Krankenschwester Sevda arbeitet seit bald vier Jahren im Sankt Gertrauden-Krankenhaus in der Geburtshilfe und Frauenheilkunde. Als waschechte Berlinerin und Tochter einer türkischen Gastarbeiterfamilie wuchs sie in Berlin mit dem islamischen Glauben auf und trägt ein Kopftuch. Im Interview erzählt sie uns, wie es ist, als Muslima in einem christlichen Krankenhaus zu arbeiten und warum sie Menschen jeder Religion und Herkunft empfiehlt, sich für einen Job im Gertrauden zu bewerben.

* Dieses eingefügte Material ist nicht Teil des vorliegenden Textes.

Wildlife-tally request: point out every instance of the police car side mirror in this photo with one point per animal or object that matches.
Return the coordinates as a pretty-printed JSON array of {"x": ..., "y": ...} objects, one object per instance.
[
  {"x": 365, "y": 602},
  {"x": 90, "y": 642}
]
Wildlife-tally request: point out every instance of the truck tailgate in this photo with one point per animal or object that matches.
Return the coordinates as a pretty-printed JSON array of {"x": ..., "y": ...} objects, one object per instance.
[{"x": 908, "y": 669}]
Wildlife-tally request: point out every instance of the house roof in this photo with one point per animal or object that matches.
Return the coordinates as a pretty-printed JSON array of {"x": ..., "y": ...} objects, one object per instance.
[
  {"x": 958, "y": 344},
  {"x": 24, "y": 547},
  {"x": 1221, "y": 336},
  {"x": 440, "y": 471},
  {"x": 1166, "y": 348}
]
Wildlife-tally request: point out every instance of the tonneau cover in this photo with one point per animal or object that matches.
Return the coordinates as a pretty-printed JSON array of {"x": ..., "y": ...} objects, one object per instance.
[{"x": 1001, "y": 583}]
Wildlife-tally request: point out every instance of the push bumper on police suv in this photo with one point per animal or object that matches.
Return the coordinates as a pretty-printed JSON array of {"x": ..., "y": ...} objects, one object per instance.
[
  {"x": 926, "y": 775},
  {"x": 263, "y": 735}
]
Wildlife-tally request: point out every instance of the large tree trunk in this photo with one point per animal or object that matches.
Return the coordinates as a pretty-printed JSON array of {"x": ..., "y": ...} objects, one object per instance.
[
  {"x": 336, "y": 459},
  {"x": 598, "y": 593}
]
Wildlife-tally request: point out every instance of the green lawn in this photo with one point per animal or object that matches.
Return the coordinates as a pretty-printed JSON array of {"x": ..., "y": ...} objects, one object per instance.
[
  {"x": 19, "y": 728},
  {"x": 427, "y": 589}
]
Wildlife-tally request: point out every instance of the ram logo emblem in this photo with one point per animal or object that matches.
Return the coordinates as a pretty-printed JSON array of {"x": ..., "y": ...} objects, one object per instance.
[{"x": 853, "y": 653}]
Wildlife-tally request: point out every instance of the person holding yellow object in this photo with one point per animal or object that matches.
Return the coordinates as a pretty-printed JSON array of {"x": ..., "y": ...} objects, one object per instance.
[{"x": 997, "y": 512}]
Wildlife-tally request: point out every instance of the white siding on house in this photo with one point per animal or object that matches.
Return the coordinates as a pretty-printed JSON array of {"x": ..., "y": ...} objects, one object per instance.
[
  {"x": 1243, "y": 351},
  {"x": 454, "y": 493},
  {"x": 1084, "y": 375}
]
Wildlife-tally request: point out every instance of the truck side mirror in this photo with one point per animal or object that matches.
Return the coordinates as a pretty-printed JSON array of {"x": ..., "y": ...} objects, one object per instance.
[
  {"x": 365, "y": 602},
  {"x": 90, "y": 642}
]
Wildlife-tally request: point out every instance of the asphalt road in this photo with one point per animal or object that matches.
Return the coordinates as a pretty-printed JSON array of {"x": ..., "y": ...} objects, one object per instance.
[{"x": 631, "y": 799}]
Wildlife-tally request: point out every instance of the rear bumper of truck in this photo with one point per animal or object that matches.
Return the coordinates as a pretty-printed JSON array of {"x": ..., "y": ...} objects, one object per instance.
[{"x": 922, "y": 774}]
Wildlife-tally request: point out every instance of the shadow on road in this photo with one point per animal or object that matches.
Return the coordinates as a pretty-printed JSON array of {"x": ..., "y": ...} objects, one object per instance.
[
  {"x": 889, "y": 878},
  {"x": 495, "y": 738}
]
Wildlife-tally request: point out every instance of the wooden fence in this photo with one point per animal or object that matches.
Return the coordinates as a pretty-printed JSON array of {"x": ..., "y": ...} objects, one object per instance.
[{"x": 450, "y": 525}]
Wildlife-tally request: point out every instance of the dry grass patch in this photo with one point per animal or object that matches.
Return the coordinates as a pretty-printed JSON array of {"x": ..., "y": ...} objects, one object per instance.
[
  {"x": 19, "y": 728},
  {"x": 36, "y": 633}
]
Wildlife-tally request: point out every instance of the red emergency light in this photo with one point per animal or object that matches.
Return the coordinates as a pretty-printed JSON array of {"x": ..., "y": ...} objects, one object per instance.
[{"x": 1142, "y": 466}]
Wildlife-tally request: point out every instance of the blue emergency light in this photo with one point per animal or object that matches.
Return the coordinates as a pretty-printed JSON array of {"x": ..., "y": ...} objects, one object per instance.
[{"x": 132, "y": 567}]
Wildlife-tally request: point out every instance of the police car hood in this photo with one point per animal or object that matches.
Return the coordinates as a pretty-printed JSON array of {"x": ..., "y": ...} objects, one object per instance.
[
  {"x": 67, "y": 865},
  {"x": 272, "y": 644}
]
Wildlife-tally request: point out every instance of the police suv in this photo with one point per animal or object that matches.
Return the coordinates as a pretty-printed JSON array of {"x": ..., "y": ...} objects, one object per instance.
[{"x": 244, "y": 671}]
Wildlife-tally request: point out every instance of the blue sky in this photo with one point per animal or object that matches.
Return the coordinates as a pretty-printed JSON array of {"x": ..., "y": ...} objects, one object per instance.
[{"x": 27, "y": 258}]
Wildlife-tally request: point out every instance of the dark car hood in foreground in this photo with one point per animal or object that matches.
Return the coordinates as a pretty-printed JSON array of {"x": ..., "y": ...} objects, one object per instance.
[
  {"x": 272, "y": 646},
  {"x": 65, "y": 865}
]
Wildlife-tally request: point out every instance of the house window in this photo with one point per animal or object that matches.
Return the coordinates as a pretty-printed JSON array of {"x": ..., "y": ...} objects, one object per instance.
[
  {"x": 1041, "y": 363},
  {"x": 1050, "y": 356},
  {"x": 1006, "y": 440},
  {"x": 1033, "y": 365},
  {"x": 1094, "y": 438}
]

Sevda, du bist seit fast vier Jahren im Sankt Gertrauden-Krankenhaus. Wie blickst du, auch in Bezug auf deine Religion, auf diese Zeit?

Obwohl ich durch meinen Glauben in einem katholischen Krankenhaus vielleicht etwas „anders“ als die meisten bin, wurde ich von meinem Team damals sehr herzlich in Empfang genommen. Seitdem ich hier bin, fühle ich mich im gesamten Haus sehr wohl und komme jeden Tag gerne zur Arbeit. Bisher habe ich keine Ausgrenzung oder Auseinandersetzung wegen meiner Religion erfahren. Mein Glaube war einfach nie ein Thema, weder bei Kolleg:innen, noch bei Patient:innen. Für ältere, meist nicht muslimische Patient:innen bin ich oftmals die Schwester mit Kopftuch, wenn sie sich meinen Namen nicht merken oder richtig aussprechen können. Dass sie mich so nennen, finde ich aber gar nicht schlimm, denn sie haben ja recht: Ich bin die Schwester mit dem Kopftuch. Oftmals höre ich von Patient:innen, dass ich eine sehr nette und liebevolle Schwester bin. Darauf antworte ich dann immer, dass die türkische Bedeutung meines Namens „Liebe“ ist. Danach handle ich auch.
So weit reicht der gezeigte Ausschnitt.